O Partido Popular e as instituições galegas: uma entidade única

Durante os últimos três dias de campanha, o Partido Popular e as instituições galegas tornaram-se uma entidade única, como acontece há 300 semanas com a Televisión de Galicia. A menos de 72 horas da abertura das urnas, o Ministério do Mar de Alfonso Villares decidiu pagar a cerca de 7.000 mariscadores um subsídio de 550 euros para mitigar uma má campanha, supostamente antes da crise dos pellets, mas cujo apelo foi aberto no auge da desastre. Mas a árvore ainda tinha folhas. A apenas dois dias das eleições, esta sexta-feira, a Xunta, através do Departamento de Saúde de Julio García Comesaña, enviou dezenas de milhares de SMS a todo o pessoal de saúde galego que trabalha no Serviço Galego de Saúde (SERGAS) anunciando aumentos salariais a médicos, enfermeiros, técnicos . Algumas delas, acordadas em março de 2023.

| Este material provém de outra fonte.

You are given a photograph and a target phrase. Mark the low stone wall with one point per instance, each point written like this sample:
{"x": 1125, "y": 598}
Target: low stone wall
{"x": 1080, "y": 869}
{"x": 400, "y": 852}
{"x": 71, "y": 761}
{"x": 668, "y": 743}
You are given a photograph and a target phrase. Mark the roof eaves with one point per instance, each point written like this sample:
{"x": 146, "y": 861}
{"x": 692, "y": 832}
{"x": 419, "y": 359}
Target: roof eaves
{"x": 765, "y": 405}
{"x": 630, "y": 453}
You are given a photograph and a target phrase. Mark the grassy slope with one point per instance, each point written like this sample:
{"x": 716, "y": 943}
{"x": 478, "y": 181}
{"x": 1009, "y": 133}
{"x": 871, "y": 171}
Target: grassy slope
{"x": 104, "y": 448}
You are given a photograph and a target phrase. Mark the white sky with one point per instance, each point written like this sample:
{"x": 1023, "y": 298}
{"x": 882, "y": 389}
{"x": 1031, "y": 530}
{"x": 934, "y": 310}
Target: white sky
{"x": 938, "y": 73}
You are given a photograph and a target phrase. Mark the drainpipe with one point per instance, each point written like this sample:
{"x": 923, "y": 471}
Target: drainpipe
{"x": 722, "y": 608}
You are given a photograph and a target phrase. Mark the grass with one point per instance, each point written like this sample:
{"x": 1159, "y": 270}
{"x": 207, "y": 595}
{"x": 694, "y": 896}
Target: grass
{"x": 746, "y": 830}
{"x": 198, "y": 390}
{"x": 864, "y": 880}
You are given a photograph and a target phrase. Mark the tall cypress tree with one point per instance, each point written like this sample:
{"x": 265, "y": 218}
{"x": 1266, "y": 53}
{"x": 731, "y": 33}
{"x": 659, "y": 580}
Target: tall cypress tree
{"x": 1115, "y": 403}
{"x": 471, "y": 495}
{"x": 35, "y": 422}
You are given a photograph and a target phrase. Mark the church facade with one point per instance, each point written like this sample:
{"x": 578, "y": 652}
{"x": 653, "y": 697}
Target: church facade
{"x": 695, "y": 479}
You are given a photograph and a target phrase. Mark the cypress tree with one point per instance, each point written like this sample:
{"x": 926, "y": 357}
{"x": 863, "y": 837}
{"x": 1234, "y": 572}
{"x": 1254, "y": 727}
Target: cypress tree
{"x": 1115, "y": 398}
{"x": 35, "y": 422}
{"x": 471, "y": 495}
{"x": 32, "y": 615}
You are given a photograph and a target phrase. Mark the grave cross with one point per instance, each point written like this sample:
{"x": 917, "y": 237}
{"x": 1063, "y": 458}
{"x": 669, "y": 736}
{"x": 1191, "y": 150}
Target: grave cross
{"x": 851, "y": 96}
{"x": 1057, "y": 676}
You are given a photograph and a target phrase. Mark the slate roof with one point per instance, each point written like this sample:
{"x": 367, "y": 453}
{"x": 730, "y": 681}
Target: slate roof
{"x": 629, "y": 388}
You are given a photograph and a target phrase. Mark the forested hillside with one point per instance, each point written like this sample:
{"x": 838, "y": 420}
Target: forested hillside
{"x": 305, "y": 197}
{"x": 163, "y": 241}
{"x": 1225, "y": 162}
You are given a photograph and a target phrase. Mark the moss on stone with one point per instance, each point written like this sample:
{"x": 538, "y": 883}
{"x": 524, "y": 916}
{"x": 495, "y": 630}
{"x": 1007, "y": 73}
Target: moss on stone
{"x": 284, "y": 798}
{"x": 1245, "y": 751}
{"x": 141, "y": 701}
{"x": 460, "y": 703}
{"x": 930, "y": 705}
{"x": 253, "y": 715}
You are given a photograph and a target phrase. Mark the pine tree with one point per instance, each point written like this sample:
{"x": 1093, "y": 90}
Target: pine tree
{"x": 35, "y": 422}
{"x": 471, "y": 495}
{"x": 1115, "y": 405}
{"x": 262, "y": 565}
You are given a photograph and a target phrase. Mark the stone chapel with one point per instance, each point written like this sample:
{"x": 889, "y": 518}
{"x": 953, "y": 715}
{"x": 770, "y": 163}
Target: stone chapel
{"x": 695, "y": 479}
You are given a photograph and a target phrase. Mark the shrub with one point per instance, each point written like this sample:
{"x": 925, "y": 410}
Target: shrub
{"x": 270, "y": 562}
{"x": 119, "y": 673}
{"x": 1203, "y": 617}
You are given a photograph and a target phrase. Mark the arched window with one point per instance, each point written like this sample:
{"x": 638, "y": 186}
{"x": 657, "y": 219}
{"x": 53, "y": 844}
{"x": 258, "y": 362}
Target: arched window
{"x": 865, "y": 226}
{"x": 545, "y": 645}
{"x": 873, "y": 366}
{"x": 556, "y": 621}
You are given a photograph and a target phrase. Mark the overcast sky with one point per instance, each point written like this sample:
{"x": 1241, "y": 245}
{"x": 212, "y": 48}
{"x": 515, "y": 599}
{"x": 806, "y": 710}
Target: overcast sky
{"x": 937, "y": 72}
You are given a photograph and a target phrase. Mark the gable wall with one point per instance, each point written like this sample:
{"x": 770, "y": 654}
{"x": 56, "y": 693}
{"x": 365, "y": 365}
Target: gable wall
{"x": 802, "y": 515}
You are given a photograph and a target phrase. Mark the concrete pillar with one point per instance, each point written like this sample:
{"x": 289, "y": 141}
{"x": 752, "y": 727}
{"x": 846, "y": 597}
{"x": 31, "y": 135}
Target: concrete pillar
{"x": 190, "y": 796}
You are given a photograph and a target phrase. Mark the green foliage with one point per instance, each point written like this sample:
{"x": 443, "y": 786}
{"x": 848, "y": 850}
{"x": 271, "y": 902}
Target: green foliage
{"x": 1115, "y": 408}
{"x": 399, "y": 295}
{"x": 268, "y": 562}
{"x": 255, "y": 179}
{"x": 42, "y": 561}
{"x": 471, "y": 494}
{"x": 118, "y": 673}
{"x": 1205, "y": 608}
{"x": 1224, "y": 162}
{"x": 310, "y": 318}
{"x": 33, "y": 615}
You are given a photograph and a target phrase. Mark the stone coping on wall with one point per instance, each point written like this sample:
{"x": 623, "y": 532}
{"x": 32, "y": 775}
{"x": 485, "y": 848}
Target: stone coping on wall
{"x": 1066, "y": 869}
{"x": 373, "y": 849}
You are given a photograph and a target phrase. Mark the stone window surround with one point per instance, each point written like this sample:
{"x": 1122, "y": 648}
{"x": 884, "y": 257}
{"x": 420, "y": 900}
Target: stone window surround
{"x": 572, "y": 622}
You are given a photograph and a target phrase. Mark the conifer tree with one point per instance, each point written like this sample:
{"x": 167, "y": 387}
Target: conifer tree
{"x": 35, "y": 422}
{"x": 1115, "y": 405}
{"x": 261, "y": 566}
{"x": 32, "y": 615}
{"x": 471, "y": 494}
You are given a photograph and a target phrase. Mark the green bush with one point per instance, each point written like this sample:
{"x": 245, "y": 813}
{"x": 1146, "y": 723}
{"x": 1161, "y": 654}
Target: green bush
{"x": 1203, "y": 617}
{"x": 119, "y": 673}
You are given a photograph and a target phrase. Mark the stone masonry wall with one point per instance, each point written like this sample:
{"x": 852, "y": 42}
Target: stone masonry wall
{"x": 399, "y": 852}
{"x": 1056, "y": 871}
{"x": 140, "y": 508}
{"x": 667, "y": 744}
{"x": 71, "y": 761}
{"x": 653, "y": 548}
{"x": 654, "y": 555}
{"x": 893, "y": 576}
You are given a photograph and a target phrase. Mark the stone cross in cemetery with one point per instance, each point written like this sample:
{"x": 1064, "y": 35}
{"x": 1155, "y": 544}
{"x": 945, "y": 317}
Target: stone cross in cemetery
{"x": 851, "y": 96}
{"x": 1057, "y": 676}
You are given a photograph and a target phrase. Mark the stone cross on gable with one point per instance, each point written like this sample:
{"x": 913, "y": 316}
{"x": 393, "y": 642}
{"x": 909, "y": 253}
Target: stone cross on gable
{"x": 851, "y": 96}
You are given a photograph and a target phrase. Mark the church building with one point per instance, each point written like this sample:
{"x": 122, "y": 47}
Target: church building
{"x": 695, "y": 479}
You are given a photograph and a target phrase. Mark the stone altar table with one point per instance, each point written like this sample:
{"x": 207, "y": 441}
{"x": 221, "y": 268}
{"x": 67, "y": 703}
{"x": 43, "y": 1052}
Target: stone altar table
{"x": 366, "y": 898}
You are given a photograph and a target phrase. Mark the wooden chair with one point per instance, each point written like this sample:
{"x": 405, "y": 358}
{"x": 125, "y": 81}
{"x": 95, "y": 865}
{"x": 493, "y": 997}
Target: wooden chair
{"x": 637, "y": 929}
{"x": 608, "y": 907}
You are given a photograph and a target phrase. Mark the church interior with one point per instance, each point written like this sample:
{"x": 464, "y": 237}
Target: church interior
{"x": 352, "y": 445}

Os resultados da Galicia en Común nas eleições de 2020, de 3,94%, mostram que o espaço gerado por Iolanda Díaz não só não multiplicou as opções, mas que o voto que funcionou em chave plurinacional em 2016 e que foi desapareceu em 2020 e não existe mais, polo menos nas eleições autonómicas. Xosé Manuel Beiras, que apoiou a viagem só de ida a En Marea na altura do surgimento do Podemos e da política de mudança, explicou-o no início de Fevereiro numa entrevista à rádio pública basca: “ Perderam o bom senso, dedicaram-se a facilitar o trabalho do PP”, disse em referência a esse espaço de disputa gerado entre Sumar e Podemos.

Todo parece apontar para o facto de que no final o voto estrangeiro não será decisivo
Embora o resultado deste domingo à noite não seja definitivo, uma vez que os votos dos cidadãos que votaram no estrangeiro serão contados a partir de 26 de fevereiro, esse resultado dificilmente influenciará a distribuição dos assentos. Claro, vai durar no máximo até o dia 29 do mesmo mês. Ou seja, o resultado final só poderá ser conhecido daqui a 11 dias. Contudo, dados os dados históricos, a distribuição pode variar, no máximo, num assento. Algo insuficiente para variar o tabuleiro.

O próximo ciclo que se abre na Galiza é positivo para o BNG, que deve consolidar o seu voto urbano e continuar a diferenciar o seu próprio quadro face ao debate em Madrid, e que necessita urgentemente de melhorar a sua implementação na Galiza rural.